Concetti in cui convergono esperienza e buon senso, espressi per di più senza mai variare il tono della voce. Difficile, allora, non sottolineare il tratto di distinzione, la luce diretta che accompagna i discorsi di Sadler. Quella che entra dalle vetrate, quasi continue, del suo ristorante e si solidifica nel giallo dorato, «imperiale» con cui sono foderate le poltrone: colore maschile, caldo, vibrante. Un indizio che si ripete e che trova eco nel quadretto, appeso ad una parete dell’ufficio: dei cachi, trionfale promessa di ogni inverno, resi come solo la pittura giapponese può renderli, trasfigurati nella loro essenza, in haiku.
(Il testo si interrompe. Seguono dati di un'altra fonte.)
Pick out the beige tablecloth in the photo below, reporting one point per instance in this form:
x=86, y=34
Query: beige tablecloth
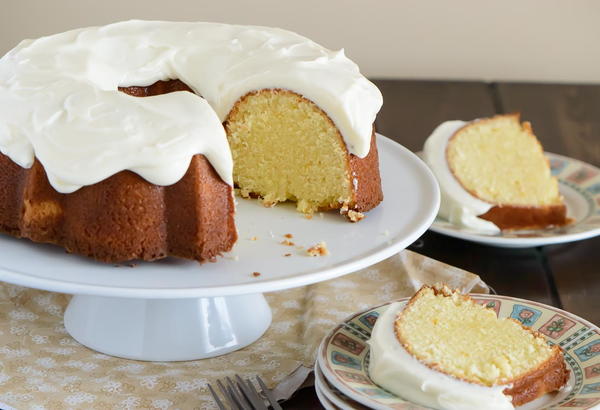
x=42, y=367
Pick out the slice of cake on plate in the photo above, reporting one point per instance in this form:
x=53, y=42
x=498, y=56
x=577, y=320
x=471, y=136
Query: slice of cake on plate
x=493, y=175
x=445, y=351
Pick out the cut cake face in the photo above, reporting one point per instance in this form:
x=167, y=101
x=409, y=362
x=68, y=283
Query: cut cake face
x=494, y=170
x=443, y=350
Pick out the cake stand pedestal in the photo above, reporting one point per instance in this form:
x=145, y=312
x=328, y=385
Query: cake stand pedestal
x=167, y=329
x=176, y=309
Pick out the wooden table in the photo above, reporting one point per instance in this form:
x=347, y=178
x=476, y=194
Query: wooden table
x=566, y=119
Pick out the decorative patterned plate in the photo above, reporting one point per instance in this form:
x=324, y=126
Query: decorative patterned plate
x=343, y=356
x=579, y=183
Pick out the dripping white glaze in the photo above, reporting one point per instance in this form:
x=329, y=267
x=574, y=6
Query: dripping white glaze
x=59, y=98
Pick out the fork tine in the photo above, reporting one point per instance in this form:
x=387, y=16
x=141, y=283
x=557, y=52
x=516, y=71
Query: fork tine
x=229, y=396
x=255, y=392
x=239, y=397
x=268, y=394
x=250, y=393
x=216, y=397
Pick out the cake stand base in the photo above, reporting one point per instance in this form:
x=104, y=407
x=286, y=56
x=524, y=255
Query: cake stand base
x=167, y=329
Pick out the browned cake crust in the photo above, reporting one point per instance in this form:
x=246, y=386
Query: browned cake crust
x=548, y=377
x=366, y=192
x=123, y=217
x=508, y=217
x=512, y=217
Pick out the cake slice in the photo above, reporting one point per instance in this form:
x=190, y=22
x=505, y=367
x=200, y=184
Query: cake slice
x=494, y=169
x=444, y=350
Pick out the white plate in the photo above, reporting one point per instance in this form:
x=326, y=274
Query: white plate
x=579, y=183
x=331, y=394
x=327, y=405
x=410, y=205
x=343, y=356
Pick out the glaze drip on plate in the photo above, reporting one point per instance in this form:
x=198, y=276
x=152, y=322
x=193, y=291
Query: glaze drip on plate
x=59, y=98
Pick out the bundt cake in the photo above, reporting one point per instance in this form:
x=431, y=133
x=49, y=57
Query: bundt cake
x=85, y=165
x=493, y=175
x=443, y=350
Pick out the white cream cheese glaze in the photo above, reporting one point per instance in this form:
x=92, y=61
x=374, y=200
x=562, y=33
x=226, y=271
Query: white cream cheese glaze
x=457, y=205
x=59, y=100
x=394, y=369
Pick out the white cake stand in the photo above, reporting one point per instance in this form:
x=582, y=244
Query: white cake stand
x=180, y=310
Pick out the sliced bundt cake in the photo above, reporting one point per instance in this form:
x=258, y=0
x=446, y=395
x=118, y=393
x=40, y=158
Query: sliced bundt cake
x=494, y=169
x=444, y=350
x=284, y=148
x=114, y=177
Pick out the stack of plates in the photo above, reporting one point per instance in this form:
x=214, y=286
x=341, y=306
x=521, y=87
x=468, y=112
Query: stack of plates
x=341, y=372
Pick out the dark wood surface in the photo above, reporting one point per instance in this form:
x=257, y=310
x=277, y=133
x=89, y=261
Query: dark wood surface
x=566, y=119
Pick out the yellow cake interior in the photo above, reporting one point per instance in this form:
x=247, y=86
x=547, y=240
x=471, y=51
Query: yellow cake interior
x=500, y=161
x=285, y=148
x=451, y=333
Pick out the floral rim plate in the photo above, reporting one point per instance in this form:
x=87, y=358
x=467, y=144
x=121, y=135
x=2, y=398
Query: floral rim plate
x=332, y=396
x=343, y=355
x=579, y=183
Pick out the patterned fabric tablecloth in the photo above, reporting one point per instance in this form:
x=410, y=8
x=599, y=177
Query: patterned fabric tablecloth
x=42, y=367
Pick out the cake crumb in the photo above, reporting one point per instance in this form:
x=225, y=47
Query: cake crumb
x=355, y=216
x=319, y=249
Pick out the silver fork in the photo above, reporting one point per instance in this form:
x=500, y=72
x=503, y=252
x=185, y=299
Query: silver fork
x=242, y=395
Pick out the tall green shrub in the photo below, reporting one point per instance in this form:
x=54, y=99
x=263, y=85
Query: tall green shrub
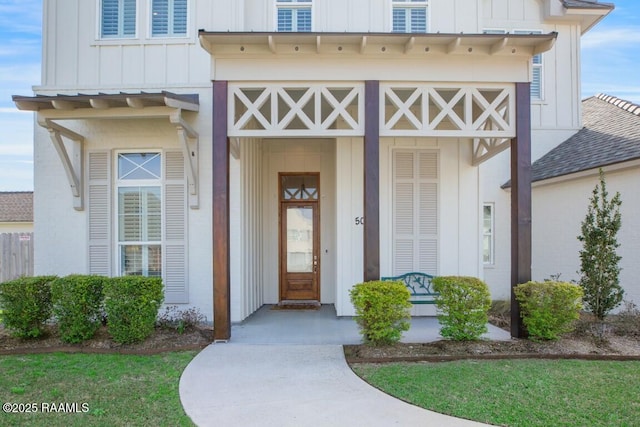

«La mia cucina è italiana – spiega Sadler – dal punto di vista geografico e culturale. Attinge all’enorme giacimento che corre, verticalmente, da Vipiteno a Pantelleria, avvicinandomi al nord quando incalza l’autunno e l’ispirazione e al sud per coglierne l’aspetto salutare e la delicatezza celata». «Della tradizione salvo ciò che ha valore e il resto lo modifico. Fare un menù richiede una settimana intera di lavoro. È come scrivere uno spartito, ordinare in senso armonico una gamma di prodotti, riuscendo a non annoiare. Naturalmente, quando nasce la ricetta va poi catalogata, resa intelligibile a tutti». Oltre a Milano, Sadler ha aperto due locali in Giappone dove fa «le stesse cose» e il cambio tra carne chianina e il Kobe più magro o tra il maialino di cinta senese e quello del monte Fuji mantengono inalterato il valore del piatto, mentre in certi casi come per il pesce la freschezza è dieci volte superiore.

«Due tondi in un tondo non dicono niente»! Così, con questa frase allusiva, Sadler racconta la genesi di un piatto che scherza con il commensale, sgranando gli occhi, facendogli il verso». È un dessert, rotolo di sfoglia e pere con gelato alla grappa Williams, che deve il suo aspetto definitivo all’influenza dei collage di Enrico Baj a cui è dedicato. Improvvisamente, affiora il lato dionisiaco e il luogo comune sulla freddezza del nordico si stempera, rivelando, piuttosto, come la cucina educhi al controllo dell’ispirazione. Sia, a tutti gli effetti, un’arte combinatoria, un linguaggio dove offrire asilo alle emozioni.

E qui, nel ristorante di via Troilo, la contiguità con l’arte contemporanea non si manifesta solo in forma di capriccio culinario, ma pende alle pareti, seguendo un calendario semestrale di mostre, scelte in collaborazione con la galleria diretta da Giorgio Marconi. Quali sono gli artisti contemporanei che sente più vicini? «Fontana, Burri e Carol Rama che apprezzo molto». Di lei, potremmo ricordare, a mo’ di conclusione, la sovrapposizione tra libertà e desiderio, così congeniale ai pensieri di uno chef.